In 1907 schrijft de rekendidacticus Van Pelt over de “innigheid” van product en quotiënt. 6 x 9 + 4 x 4 betekent dat 6 x 9 vermeerderd moet worden met 4 x 4, dus vermenigvuldigen gaat voor optellen. Wiskundig/rekenkundig gezien in principe  misschien een arbitraire kwestie, maar bij toegepast rekenen in de zin van 6 x 7 gulden + 5 x 4 gulden = 42 +  20 gulden =  62 gulden verklaarbaar in en land van kooplieden als Nederland.
Het er in gestampte regeltje Meneer Van Dale (in de zin van 7 - 4 + 2 = 7 -6 = 1) is dus al voordat de rekenmachines de volgorde-dienst lijken te hebben uitgemaakt al niet  meer vanzelfsprekend, zeker geen internationale norm en steeds onderhevig geweest aan de nodige kritiek.
Maar andersom, de volgorde die(wetenschappelijke) rekenmachines volgen was, buiten Nederland zeker, al een procedure die als valide werd erkend en toegepast, zeker in de wiskunde.

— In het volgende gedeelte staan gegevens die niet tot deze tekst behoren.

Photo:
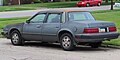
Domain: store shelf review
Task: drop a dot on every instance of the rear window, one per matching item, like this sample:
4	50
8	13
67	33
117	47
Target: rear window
80	16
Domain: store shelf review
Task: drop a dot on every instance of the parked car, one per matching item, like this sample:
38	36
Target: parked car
67	27
88	3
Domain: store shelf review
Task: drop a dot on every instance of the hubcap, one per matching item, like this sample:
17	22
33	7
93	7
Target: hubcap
66	42
15	38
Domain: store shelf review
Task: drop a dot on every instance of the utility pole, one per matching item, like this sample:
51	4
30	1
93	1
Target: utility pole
19	2
111	4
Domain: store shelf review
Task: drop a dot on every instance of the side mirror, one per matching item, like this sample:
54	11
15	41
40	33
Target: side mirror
27	21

MENEER VAN DALE OP DE SCHOP

Het Doelenboek Eindtoets Basis Onderwijs uit 1995 omzeilt het probleem Van Dale nog door te stellen dat in eindtoetsen opgaven waarbij het gebrek aan eenstemmigheid t.a.v. de rekenvolgorde een rol kan spelen waar nodig haakjes geplaatst zullen worden om aan te geven welke bewerking het eerst moet worden uitgevoerd.
Maar in de nieuwere wiskunde- en rekenmethoden van die tijd  is al geen plaats meer voor Meneer Van Dale en doen nieuwe conventies, naar internationale standaard, hun definitieve intrede. Veelal wordt aangesloten bij de lineaire ("van-links-naar recht")aanpak bij + en -, resp. x en :, waarbij de laatsten prioriteit hebben boven de eerste, wat dus neerkomt op het eerder genoemde MW VD OA.
“Getal en Ruimte” had in 1994 van die geheugensteunbriefjes in haar tweedeklasboeken afgedrukt, waarop stond (worteltrekken was nog niet aan de orde):  


Ed de Moor noemt als één van zijn slotconclusies: ”De volgorde van bewerkingen wordt bij toepassingen door de context bepaald. Indien nodig worden bij formele berekeningen haakjes geplaatst.”
Hij noemt ook nog een artikel van P. J. G. Vredenduin in Euclides jaargang 54, no. 3 (1978) “Haakjes” waarin wordt gesteld dat met behulp van formele wiskundetaal de bewerkingsregels precies kunnen worden gedefinieerd.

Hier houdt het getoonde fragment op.